The prime ministers of Poland, Slovenia and the Czech Republic took a long and perilous train ride into Kyiv to visit Ukrainian president Volodymyr Zelensky and show their support for the country.
Poland’s Mateusz Morawiecki, Slovenia’s Janez Janša and Czech Republic’s Petr Fiala, accompanied by Poland’s deputy prime minister, Jaroslaw Kaczynski, are the first Western leaders to visit Ukraine since Russia invaded the country on Feb. 24.
Morawiecki shared a photo of the group studying a map of Ukraine in a room on the train after they arrived on his Twitter, writing, “It is here, in war-torn Kyiv, that history is being made. It is here, that freedom fights against the world of tyranny. It is here that the future of us all hangs in the balance.”
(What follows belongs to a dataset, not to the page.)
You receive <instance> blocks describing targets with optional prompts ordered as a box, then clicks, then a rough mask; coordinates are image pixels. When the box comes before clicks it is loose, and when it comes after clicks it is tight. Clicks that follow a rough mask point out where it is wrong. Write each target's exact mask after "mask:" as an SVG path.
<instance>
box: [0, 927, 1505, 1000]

They met with Zelensky on Tuesday (Mar. 15) evening as a curfew began in Kyiv.
“Your visit is a powerful expression of support for Ukraine,” Zelensky told the group.
“Europe stands with you,” Fiala told Ukrainians in a press conference after the meeting. “The main goal of our visit and the main message of our mission is to say to our Ukrainian friends that they are not alone.”
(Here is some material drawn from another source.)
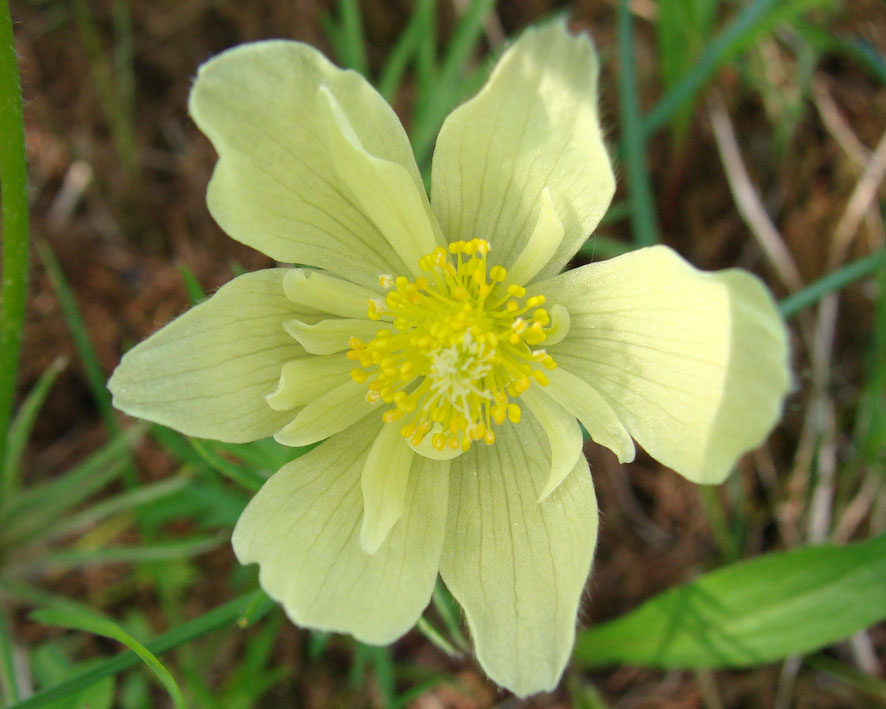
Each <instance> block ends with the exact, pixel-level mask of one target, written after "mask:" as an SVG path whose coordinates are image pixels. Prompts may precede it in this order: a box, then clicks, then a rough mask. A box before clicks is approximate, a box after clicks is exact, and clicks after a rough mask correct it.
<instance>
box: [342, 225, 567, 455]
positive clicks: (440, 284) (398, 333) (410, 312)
mask: <svg viewBox="0 0 886 709" xmlns="http://www.w3.org/2000/svg"><path fill="white" fill-rule="evenodd" d="M489 253H490V244H489V242H488V241H486V240H485V239H480V238H474V239H470V240H469V241H455V242H453V243H451V244H449V245H448V247H445V248H444V247H437V248H435V249H434V250H433V251H432V252H431V253H429V254H425V255H424V256H422V257H421V258H420V259H418V266H419V268H420V269H421V270H422V271H423V272H425V273H426V274H428V275H427V277H425V276H419V277H418V278H415V279H414V280H411V279H410V278H408V277H406V276H394V275H391V274H382V275H381V276H379V285H380V286H381V287H382V288H385V289H386V290H387V293H386V294H385V296H384V297H378V298H373V299H372V300H370V301H369V304H368V305H369V307H368V317H370V318H372V319H373V320H380V319H382V318H384V320H385V321H387V322H390V323H391V324H392V326H391V325H388V326H386V327H385V328H381V329H379V330H377V331H376V334H375V338H374V339H372V340H371V341H369V342H367V343H363V342H362V341H360V339H359V338H356V337H353V338H350V339H349V340H348V347H349V349H348V351H347V352H346V356H347V358H348V360H350V361H353V362H356V363H359V365H360V368H358V369H354V370H352V371H351V379H353V381H355V382H358V383H365V384H366V386H367V393H366V400H367V401H369V402H371V403H380V402H385V403H387V404H389V406H388V407H385V409H384V410H383V411H382V412H381V415H382V420H383V421H385V422H386V423H390V422H394V421H397V420H398V419H399V418H401V417H403V416H405V415H407V414H409V416H410V419H411V421H410V422H409V423H407V424H406V425H404V426H402V427H401V428H400V434H401V435H402V436H403V438H405V439H406V440H408V441H410V442H411V443H413V444H415V445H417V444H419V443H421V442H422V440H424V438H425V436H427V435H429V434H430V431H431V428H432V427H433V426H439V429H438V430H439V432H438V433H434V434H432V436H431V445H432V446H433V447H434V448H435V449H437V450H440V451H442V450H445V449H446V448H451V449H452V450H454V451H459V450H461V451H465V450H468V449H469V448H470V446H471V444H472V442H474V441H481V440H482V441H484V442H485V443H486V444H488V445H491V444H492V443H493V442H494V441H495V432H494V431H493V430H492V427H493V426H494V425H495V426H498V425H503V424H505V422H506V421H511V422H513V423H517V422H519V421H520V416H521V412H520V406H519V405H518V404H517V403H515V402H514V399H516V398H517V397H519V396H520V394H522V393H523V392H524V391H526V389H528V388H529V386H530V383H531V382H532V381H535V382H536V383H538V384H540V385H545V384H546V383H547V377H546V376H545V375H544V373H543V371H542V370H544V369H553V368H554V367H556V363H555V362H554V360H553V358H552V357H551V356H550V355H548V354H547V352H546V351H545V350H544V349H535V346H536V345H537V344H539V343H541V342H543V341H544V339H545V337H546V332H547V330H546V328H547V327H548V326H549V325H550V322H551V318H550V315H549V313H548V312H547V311H545V310H544V309H543V308H540V307H538V306H541V305H542V304H543V303H544V302H545V298H544V296H542V295H533V296H531V297H529V298H527V297H526V288H525V287H524V286H521V285H517V284H507V283H506V280H507V278H508V273H507V269H506V268H505V267H504V266H502V265H500V264H490V265H489V266H487V255H488V254H489ZM450 254H451V255H452V256H455V258H452V256H450ZM431 276H433V277H431ZM499 283H501V284H503V286H502V287H503V288H504V291H505V292H506V293H507V295H506V296H505V297H504V298H500V297H495V296H493V295H492V294H493V292H494V291H495V287H496V284H499ZM527 312H529V313H531V315H527V314H526V313H527ZM440 429H442V430H440Z"/></svg>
He tweeted that the leaders would “present a broad package of support for Ukraine and its citizens during the visit” adding that international organizations including the United Nations had been informed of the visit.
The Polish government said the three EU leaders were acting as “representatives of the European Council” and the visit was made in agreement with the presidents of the European Commission and European Council.
“Europe must guarantee Ukraine’s independence and ensure that it is ready to help in Ukraine’s reconstruction,” Janša tweeted.
The leaders returned to Poland on Wednesday morning, according to Polish authorities.